Hondioun, le chef iroquois, est attaché au poteau des prisonniers, et chante sa chanson de mort ; il appelle Almilao au milieu du feu, et invite la fille huronne à lui dévorer le cœur. Celle-ci pleuroit et sourioit : la vie et la mort étoient sur ses lèvres.

Le Grand-Lièvre fit entrer l’âme d’Hondioun dans le serpent noir, et celle d’Almilao dans le petit oiseau du lac Ontario. Le petit oiseau attaque le serpent noir et l’étend mort d’un coup de bec. Akouessan fut changé en homme marin.

Le Grand-Lièvre fit une grotte de marbre noir et vert dans le pays des Abénakis ; il planta un arbre dans le lac salé (la mer), à l’entrée de la grotte. Tous les efforts des chairs blanches n’ont jamais pu arracher cet arbre. Lorsque la tempête souffle sur le lac sans rivage, le Grand-Lièvre descend du rocher bleu et vient pleurer sous l’arbre Hondioun, Almilao et Akouessan.

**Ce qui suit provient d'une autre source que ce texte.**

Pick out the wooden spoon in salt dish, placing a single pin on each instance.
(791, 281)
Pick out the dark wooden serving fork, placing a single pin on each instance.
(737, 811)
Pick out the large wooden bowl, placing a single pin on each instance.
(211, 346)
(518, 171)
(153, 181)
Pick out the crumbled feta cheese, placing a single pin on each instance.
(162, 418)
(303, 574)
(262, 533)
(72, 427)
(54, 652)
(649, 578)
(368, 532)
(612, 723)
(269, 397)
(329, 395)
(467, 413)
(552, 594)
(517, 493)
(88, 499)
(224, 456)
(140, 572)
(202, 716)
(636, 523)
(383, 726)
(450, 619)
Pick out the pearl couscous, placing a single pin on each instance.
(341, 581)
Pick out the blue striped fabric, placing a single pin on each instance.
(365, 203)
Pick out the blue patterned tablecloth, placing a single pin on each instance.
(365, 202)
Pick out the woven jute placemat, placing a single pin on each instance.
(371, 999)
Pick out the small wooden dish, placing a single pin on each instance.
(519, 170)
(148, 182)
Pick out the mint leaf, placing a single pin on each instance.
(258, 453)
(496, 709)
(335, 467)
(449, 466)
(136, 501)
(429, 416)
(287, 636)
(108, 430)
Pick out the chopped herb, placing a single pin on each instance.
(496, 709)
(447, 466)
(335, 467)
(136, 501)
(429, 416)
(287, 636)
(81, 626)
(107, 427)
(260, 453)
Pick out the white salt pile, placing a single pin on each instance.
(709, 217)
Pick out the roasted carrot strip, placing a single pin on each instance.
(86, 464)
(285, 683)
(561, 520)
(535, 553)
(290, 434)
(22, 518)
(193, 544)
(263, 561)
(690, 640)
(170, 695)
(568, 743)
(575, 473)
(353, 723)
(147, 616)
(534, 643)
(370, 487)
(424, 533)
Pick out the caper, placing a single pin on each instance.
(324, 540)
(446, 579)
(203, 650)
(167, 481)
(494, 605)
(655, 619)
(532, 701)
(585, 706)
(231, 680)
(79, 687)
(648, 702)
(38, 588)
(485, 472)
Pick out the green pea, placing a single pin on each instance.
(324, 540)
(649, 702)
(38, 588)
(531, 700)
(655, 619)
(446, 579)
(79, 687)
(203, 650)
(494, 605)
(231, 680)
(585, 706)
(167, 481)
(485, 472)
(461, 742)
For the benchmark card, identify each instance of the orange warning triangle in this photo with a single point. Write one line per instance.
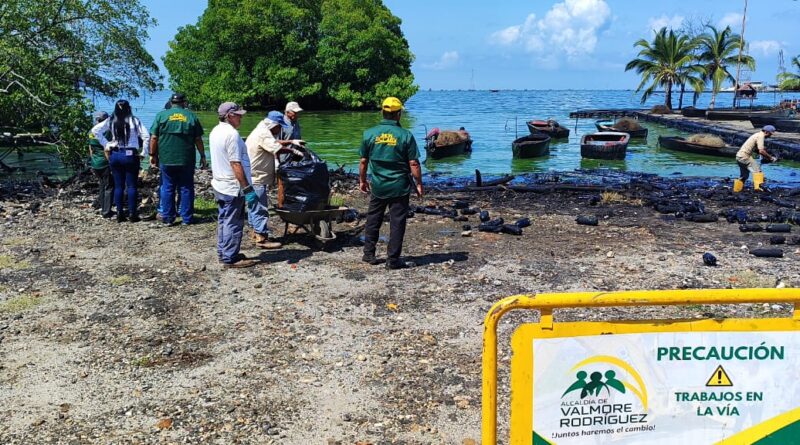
(719, 378)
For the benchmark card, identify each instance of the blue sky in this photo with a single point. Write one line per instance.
(536, 44)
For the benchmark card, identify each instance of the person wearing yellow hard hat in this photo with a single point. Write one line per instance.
(747, 163)
(390, 153)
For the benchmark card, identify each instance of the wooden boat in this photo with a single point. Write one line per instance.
(443, 151)
(789, 125)
(548, 127)
(604, 145)
(680, 144)
(693, 112)
(607, 125)
(743, 114)
(531, 146)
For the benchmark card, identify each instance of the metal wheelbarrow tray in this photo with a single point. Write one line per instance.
(317, 222)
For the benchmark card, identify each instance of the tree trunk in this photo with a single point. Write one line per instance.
(668, 98)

C’est ainsi que les fables des sauvages amènent le voyageur du fond des lacs du Canada aux rivages de l’Atlantique. Moïse, Lucrèce et Ovide sembloient avoir légué à ces peuples, le premier sa tradition, le second sa mauvaise physique, le troisième ses métamorphoses. Il y avoit dans tout cela assez de religion, de mensonge et de poésie pour s’instruire, s’égarer et se consoler.


GOUVERNEMENT.

LES NATCHEZ.

Despotisme dans l’état de nature.

Presque toujours on a confondu l’état de nature avec l’état sauvage : de cette méprise il est arrivé qu’on s’est figuré que les sauvages n’avoient point de gouvernement, que chaque famille étoit simplement conduite par son chef ou par son père ; qu’une chasse ou une guerre réunissoit occasionnellement les familles dans un intérêt commun ; mais que cet intérêt satisfait, les familles retournoient à leur isolement et à leur indépendance.